Generalized anxiety, panic attacks, PTSD, and even obsessions and compulsions are manifested biologically as an overarousal of brain areas involved in impulse control and habitual behaviors. When the disordered brain detects that something is amiss, it seems to generate a mental hiccup of repeating thoughts or actions (Gehring et al., 2000). Brain scans of people with OCD reveal elevated activity in specific brain areas during behaviors such as compulsive hand washing, checking, ordering, or hoarding (Insel, 2010; Mataix-Cols et al., 2004, 2005). As FIGURE 66.2 shows, the anterior cingulate cortex, a brain region that monitors our actions and checks for errors, seems especially likely to be hyperactive in those with OCD (Maltby et al., 2005). Fear-learning experiences that traumatize the brain can also create fear circuits within the amygdala (Etkin & Wager, 2007; Kolassa & Elbert, 2007; Maren, 2007). Some antidepressant drugs dampen this fear-circuit activity and its associated obsessive-compulsive behavior.

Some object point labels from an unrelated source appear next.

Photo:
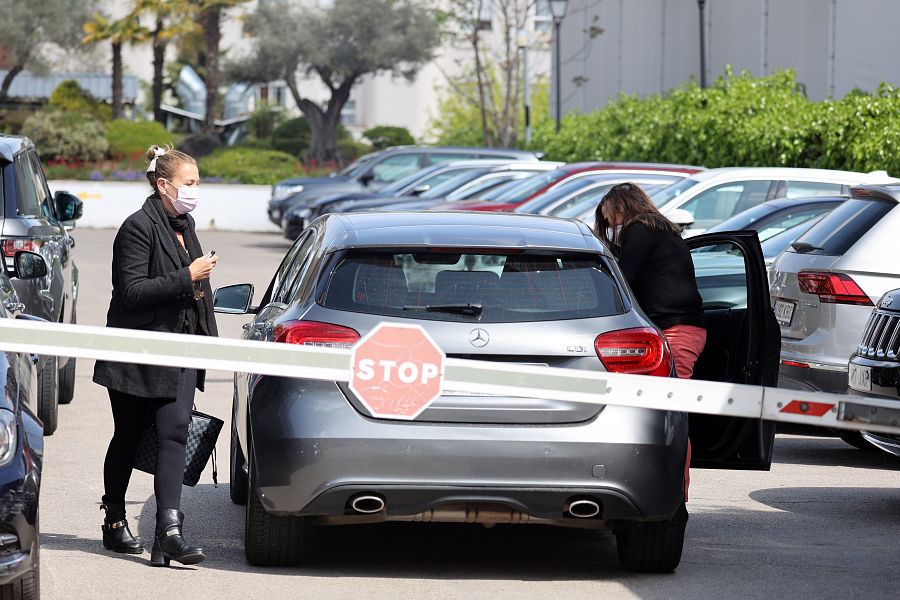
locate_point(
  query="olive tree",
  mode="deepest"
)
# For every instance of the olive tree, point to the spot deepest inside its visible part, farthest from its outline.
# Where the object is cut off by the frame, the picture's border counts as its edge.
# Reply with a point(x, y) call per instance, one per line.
point(338, 45)
point(26, 28)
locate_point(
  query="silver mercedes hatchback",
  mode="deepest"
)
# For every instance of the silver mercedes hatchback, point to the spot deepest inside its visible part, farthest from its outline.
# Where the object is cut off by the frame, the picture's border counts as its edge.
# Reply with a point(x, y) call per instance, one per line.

Fears can also be blunted by giving people drugs, such as propranolol or D-Cycloserine, as they recall and then rerecord (“reconsolidate”) a traumatic experience (Kindt et al., 2009; Norberg, et al., 2008). Although they don’t forget the experience, the associated emotion is largely erased.

Before You Move On

ASK YOURSELF: Can you recall a fear that you have learned? What role, if any, was played by fear conditioning and by observational learning?

TEST YOURSELF: How do generalized anxiety disorder, panic disorder, phobias, obsessive-compulsive disorder, and posttraumatic stress disorder differ?